Regardless Of The Treasury Spread, Gold Positioned To Outperform

 | Nov 10, 2017 06:40AM ET

Traders looking for a steeper yield curve continue to see spreads come in as confidence builds for another rate hike by the Fed next month, while weak convictions persist towards rising inflationary pressures next year. This week, the combination of expectations saw the spread between the 2 and 10-year Treasury yields at its narrowest since November 2007.

Although causation may lie in the eyes of it’s beholder, it does at the very least suggest that collective wisdom believes future inflation will remain subdued, despite a continued tightening in the US labor market, a baker’s trillion in global QE accrued within the system since November 2007 – and a US dollar likely on the backside of it’s cyclical peak.
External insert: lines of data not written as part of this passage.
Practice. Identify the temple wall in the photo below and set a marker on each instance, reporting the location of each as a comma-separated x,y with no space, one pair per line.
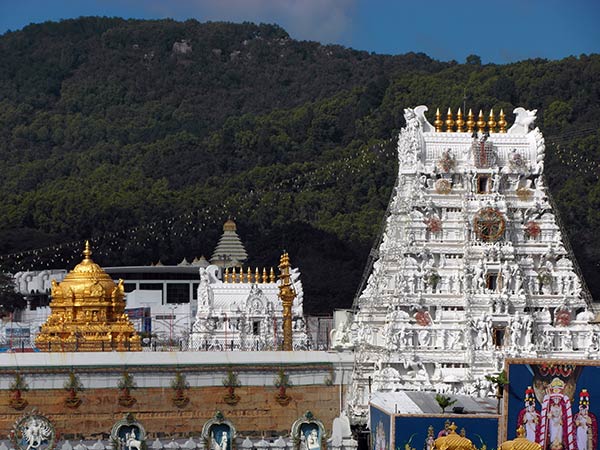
316,379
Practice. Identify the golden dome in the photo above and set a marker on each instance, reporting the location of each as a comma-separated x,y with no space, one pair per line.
453,441
87,313
87,280
520,442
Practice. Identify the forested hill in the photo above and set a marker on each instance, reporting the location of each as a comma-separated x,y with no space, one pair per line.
146,135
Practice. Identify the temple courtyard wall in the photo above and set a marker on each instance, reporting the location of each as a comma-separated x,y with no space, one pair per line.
256,408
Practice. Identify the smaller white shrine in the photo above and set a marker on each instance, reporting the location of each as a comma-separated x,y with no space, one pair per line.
241,310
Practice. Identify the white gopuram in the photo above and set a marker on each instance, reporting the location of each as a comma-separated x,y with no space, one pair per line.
241,311
472,266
Nevertheless – and regardless of motivation, the tightening of spreads between shorter and longer-term Treasuries that really began as the Fed floated, then enacted the taper in December 2013, appears to be as stretched as this year’s move in equities to another historic valuation extreme. When the dust settles after the next inevitable pivot, will long-term yields rise faster than the short-end of the curve – because the reach of inflation is greater than the Fed’s capacity to tighten, or will the long-end steepen simply because short-term yields fall faster as rate hike expectations recede? In either case: an economy becoming too hot or an economy turning down – and even a combination of both (i.e. stagflation), gold is positioned to outperform as the benevolent conditions against which the equity markets have advanced with begin to diminish.